Native Plants at Ascot Hills

At first glance the hills in the park look like a typical annual weed/grass dominated landscape. The hills turn green following the onset of winter rains and fade to yellow and brown as the landscapes dries in the summer. However upon closer inspection there are many native species that are remnants of plant associations that once covered the landscape. The four native plant associations are Southern California Black Walnut woodland, Coastal Sage Scrub, Valley Grassland, and Riparian.

The Southern California Black Walnut woodland has the Southern California Black Walnut (Juglans californica var californica) as the dominant tree and other trees and shrubs such as Blue Elderberry (Sambucus mexicana) and Toyon (Heteromeles arbutifolia) as secondary species. In undisturbed landscapes, the trees either form a closed canopy mostly on north and east facing slopes or open canopy savannahs on the hotter, drier south and west facing slopes. In Ascot Hills Park, the tree species exist primary in the flatter slopes of the valley where possibly they were retained for shade. On the hillsides relatively few trees exist except where recent restoration plantings or where new seedlings are re colonizing slopes now that the detrimental practices of livestock grazing and plowing have been ceased. Few of the under story species are present except for Coffee Berry (Rhamnus californica) and Wild Cucumber (Marah macrocarpus).

The Coastal Sage Scrub association is the most diverse in plant association in the park, however, this community is highly fragmented and impacted by past land use and management practices. The plants in this association are mostly low growing shrubs, annuals and perennials that offer a year around supply of flowers and seed, providing food for wildlife. These plants predominantly grow on the more xeric and warm slopes with south and west aspects. In Ascot Hills Park today, plants are mostly found in small remnant patches that were too steep to graze or plow, however pioneering species can be found to be re colonizing in many parts of the park following the ceasing of grazing and plowing. Examples of species in this association include California Sage brush (Artemesia californica), California Bush Sunflower (Encelia californica), and California Buckwheat (Eriogonum fasciculatum). Many of the re colonizing species have “weed” in their common names. In this plant association these include: Narrow-leaf Weed (Asclepias fascicularis), Deerweed (Lotus scoparius), and Doveweed (Eremocarpus setigerus). This association also includes a few shrub trees such as Laurel Sumac (Malosna laurina) and occasional interspersing of Black Walnut and Toyon from the Walnut Woodland.

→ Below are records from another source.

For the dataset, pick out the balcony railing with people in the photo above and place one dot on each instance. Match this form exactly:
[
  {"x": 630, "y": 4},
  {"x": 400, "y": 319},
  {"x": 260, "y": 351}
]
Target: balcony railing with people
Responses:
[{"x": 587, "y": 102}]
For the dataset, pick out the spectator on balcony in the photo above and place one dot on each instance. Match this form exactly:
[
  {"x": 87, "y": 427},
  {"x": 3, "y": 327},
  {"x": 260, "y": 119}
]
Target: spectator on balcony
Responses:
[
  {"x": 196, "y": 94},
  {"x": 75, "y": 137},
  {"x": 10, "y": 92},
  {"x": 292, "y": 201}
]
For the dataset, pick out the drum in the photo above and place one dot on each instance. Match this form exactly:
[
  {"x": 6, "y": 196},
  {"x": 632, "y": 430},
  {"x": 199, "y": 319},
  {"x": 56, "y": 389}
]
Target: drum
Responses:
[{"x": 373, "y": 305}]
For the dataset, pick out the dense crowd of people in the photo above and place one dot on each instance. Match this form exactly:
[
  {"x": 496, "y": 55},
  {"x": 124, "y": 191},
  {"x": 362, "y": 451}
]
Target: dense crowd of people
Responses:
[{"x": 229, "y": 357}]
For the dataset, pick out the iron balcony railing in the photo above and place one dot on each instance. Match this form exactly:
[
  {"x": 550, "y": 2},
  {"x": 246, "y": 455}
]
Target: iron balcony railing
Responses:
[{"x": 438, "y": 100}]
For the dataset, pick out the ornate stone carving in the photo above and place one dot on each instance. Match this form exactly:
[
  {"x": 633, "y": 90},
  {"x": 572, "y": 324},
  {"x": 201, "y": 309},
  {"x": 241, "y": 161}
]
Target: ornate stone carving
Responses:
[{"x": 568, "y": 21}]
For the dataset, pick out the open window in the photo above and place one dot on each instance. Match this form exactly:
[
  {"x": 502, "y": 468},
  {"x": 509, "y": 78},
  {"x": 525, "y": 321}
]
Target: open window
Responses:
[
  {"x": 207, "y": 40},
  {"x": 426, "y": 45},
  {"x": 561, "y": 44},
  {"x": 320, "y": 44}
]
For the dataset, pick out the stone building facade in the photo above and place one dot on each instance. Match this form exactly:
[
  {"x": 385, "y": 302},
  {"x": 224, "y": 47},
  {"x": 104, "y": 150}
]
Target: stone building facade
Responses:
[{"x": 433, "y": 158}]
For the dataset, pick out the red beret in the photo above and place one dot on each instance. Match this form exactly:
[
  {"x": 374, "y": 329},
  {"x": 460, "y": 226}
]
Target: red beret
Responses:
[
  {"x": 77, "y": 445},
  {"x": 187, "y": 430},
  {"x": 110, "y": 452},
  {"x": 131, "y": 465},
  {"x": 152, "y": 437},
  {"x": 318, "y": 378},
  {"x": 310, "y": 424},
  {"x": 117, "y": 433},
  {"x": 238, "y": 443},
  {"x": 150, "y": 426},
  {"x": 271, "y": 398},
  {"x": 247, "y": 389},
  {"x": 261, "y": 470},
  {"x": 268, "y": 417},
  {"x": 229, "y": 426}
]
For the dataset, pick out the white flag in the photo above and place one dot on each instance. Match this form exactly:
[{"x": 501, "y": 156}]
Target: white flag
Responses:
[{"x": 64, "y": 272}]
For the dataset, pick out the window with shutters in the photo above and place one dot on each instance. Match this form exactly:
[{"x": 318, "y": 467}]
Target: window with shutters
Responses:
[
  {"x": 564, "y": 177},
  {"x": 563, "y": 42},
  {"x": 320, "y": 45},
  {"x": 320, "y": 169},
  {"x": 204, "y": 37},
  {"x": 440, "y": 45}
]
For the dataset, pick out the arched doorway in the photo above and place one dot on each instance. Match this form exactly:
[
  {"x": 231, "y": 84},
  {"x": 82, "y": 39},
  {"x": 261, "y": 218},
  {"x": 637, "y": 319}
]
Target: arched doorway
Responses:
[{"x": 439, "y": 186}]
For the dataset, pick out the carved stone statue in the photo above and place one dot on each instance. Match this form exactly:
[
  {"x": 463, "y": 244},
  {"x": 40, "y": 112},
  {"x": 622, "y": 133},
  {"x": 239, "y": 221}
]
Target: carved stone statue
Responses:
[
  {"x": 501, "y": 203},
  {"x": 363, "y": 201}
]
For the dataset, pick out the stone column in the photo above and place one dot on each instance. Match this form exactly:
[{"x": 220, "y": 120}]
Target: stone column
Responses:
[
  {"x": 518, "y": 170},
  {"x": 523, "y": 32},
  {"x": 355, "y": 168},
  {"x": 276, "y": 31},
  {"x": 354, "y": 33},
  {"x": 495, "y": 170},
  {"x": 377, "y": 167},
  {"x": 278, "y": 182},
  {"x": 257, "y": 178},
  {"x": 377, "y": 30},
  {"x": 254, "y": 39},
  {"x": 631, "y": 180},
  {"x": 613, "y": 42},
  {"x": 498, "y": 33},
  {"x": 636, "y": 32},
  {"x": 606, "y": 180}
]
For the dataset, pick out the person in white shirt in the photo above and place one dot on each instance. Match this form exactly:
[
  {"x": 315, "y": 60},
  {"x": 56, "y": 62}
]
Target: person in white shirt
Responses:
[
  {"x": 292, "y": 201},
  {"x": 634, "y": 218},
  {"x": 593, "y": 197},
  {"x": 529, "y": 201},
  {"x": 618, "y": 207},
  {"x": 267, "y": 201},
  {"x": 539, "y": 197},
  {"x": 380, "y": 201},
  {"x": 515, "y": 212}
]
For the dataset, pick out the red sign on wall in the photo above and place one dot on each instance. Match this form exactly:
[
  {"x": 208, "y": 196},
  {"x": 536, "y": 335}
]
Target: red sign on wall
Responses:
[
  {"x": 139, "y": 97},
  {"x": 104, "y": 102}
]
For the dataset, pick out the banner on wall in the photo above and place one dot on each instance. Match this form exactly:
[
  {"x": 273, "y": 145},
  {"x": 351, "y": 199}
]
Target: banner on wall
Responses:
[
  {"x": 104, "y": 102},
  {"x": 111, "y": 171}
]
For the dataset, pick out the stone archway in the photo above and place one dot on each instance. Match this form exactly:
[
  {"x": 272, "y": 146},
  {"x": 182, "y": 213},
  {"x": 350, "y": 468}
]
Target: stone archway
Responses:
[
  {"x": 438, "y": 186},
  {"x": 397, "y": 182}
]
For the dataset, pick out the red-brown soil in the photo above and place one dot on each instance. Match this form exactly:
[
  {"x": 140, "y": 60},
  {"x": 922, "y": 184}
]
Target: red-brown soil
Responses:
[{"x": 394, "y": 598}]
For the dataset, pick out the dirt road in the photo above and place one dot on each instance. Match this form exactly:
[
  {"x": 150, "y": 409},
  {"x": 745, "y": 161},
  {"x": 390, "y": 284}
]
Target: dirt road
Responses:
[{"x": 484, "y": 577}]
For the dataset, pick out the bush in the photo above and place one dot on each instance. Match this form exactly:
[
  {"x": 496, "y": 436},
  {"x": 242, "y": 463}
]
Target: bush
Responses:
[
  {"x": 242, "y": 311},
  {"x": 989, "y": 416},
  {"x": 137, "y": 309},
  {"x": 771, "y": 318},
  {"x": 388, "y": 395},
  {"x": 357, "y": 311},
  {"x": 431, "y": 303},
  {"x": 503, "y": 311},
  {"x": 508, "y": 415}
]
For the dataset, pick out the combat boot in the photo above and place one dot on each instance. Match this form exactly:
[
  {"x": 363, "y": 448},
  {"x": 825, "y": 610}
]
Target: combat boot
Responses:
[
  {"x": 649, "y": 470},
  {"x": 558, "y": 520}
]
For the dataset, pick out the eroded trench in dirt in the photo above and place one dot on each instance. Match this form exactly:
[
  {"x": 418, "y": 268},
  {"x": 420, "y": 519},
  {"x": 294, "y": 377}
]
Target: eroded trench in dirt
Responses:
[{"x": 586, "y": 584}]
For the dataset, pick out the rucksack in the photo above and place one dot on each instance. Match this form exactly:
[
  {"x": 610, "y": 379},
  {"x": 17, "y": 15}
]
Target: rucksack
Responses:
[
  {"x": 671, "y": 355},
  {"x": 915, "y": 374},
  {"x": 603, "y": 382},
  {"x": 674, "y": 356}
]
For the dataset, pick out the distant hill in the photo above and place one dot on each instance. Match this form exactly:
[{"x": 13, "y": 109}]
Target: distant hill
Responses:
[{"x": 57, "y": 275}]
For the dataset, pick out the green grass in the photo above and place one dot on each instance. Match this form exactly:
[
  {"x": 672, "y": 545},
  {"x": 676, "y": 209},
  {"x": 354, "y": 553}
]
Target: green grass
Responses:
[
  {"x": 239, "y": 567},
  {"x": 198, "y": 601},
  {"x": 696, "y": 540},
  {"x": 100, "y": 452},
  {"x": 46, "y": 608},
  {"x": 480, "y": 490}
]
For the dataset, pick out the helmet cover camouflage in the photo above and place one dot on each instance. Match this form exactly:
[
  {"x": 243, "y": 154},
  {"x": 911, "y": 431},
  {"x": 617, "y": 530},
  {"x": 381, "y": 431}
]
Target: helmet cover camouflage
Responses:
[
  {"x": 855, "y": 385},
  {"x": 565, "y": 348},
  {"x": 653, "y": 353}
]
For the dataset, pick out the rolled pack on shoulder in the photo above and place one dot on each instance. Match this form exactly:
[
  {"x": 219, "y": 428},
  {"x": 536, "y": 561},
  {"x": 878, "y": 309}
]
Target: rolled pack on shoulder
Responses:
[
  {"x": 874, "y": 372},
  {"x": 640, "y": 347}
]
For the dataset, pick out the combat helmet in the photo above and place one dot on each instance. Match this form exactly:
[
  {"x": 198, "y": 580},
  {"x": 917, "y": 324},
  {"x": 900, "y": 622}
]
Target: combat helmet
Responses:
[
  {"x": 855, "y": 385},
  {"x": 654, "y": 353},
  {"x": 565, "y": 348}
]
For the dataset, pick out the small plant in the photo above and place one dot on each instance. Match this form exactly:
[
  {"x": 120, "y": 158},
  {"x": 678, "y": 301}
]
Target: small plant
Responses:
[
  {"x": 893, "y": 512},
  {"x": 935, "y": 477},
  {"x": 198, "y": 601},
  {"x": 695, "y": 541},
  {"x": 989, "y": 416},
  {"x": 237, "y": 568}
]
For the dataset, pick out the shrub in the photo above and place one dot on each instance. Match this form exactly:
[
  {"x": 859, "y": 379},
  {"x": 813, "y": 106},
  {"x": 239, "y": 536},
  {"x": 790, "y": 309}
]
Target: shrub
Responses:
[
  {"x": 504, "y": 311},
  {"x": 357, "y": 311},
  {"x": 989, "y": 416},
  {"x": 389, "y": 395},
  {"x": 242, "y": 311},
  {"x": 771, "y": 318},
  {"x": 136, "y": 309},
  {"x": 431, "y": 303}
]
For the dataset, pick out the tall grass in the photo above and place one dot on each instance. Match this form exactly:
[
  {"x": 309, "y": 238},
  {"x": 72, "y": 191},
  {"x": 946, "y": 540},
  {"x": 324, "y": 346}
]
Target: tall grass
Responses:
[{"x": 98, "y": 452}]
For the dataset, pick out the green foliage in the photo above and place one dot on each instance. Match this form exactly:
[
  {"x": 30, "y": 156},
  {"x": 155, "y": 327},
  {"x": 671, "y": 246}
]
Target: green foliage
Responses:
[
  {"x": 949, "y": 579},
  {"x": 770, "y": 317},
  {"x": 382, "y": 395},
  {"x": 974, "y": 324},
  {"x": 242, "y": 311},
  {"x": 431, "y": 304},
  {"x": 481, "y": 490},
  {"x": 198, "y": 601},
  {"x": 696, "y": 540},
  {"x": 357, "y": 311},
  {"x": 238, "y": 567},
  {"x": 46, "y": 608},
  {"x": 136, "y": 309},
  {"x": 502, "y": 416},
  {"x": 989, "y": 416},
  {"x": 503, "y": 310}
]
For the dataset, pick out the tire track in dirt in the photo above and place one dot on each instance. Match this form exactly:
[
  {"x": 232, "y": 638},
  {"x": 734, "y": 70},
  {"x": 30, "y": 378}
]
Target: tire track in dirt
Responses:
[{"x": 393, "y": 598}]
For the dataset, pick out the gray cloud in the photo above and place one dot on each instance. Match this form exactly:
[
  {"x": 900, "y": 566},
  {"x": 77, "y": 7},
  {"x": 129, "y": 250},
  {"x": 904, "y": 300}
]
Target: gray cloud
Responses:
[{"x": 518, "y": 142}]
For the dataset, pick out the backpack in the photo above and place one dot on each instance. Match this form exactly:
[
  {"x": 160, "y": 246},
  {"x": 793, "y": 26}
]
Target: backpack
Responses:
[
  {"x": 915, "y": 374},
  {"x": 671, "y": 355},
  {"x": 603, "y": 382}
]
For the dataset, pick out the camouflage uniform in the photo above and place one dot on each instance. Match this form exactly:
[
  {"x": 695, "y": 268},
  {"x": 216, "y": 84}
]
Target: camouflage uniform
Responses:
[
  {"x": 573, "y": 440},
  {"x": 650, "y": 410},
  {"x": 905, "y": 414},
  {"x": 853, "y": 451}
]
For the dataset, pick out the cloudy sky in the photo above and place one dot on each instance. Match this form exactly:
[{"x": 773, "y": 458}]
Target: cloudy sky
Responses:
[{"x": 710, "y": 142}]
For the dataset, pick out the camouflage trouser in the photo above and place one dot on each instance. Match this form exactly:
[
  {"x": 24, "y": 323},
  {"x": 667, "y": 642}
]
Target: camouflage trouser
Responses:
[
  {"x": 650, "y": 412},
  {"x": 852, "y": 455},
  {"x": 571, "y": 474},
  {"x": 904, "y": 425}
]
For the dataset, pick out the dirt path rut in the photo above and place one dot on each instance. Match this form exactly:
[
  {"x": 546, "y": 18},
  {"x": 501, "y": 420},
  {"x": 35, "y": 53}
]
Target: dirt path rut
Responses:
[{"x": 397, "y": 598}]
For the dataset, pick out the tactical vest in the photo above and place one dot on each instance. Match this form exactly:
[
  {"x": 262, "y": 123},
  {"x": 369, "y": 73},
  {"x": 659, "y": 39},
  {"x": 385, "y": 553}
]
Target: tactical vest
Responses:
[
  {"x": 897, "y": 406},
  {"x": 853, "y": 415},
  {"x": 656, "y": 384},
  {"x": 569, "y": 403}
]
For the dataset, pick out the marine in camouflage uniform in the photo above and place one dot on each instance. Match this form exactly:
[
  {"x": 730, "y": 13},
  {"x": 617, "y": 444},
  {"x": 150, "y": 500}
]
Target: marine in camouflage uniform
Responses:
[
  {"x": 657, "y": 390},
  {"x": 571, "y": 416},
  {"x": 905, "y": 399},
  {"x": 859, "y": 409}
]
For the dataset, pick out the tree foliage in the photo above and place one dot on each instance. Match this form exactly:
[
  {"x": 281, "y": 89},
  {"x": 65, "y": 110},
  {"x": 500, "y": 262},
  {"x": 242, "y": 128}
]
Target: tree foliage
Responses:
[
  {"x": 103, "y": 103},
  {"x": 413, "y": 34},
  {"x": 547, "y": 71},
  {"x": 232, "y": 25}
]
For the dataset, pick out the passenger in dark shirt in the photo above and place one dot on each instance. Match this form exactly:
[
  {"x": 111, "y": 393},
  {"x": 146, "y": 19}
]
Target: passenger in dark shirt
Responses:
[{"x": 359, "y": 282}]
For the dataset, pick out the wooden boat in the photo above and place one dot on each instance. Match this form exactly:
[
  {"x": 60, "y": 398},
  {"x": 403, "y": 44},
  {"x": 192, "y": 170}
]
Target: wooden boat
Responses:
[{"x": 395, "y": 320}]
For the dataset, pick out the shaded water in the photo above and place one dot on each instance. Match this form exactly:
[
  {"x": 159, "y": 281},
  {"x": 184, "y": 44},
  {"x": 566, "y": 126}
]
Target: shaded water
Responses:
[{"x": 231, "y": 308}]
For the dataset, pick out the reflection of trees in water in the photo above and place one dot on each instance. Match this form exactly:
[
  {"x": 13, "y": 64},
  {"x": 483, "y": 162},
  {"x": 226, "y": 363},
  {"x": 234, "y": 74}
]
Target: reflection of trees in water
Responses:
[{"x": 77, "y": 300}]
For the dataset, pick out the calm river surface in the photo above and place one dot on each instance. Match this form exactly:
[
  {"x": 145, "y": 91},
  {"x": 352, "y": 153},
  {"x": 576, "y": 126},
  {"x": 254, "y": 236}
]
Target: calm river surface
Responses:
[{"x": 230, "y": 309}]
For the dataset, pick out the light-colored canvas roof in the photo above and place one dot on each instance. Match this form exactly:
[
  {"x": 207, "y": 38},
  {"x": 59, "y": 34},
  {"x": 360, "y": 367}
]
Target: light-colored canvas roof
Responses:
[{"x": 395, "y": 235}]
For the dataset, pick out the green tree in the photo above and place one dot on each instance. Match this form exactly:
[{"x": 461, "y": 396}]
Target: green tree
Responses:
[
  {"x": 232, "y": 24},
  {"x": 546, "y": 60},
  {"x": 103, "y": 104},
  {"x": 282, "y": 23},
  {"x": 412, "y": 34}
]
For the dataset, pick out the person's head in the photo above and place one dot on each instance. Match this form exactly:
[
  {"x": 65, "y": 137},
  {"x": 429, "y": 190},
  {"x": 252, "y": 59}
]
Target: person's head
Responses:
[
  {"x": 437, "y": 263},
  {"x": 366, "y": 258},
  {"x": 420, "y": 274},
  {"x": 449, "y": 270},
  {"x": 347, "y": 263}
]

The Valley Grassland association includes annual grasses, perennial bunch grasses, herbs, and wildflowers. The native valley grasslands originally covered much of the dry, flat to mildly sloped areas of the park, however this community has been mostly replaced with nonnative grasses and weeds. The conversion from the native grasses resulted mostly from preferential grazing of livestock along with the introduction of annual grasses and weedy species from Mediterranean areas. Currently the native bunch grasses and associated herbs and wildflowers are found in few remnant patches that were too steep tograze or plow. The native bunch grasses found in the park include Purple Needlegrass (Nassella pulchra) and California Brome (Bromus californica).

The Riparian association is found along the stream in the park and is part of the Southern Willow Woodland Scrub. The vegetation in this association include winter deciduous trees and shrubs that have roots that grow into saturated or near saturated soils along streams and drainage channels. These species include Mule Fat (Baccharis salicifolia), Black Willow (Salix goodingii), and Arroyo Willow (Salix lasiolepis). Black Walnut and Blue Elderberry from the Black Walnut Woodland association are also found in the upland areas just outside of the wetted stream. At Ascot Hills Park the Riparian association has been altered by introduction of many exotic species, including Blue Gum (Eucalyptus globula) and Mexican Fan Palm (Washingtonia robusta). In the park development many additional species were planted, including broad-leaved, winter deciduous trees such as Fremont Cottonwood (Populus fremonti), White Alder (Alnus rhombifolia), and Western Sycamore (Platnus racemosa).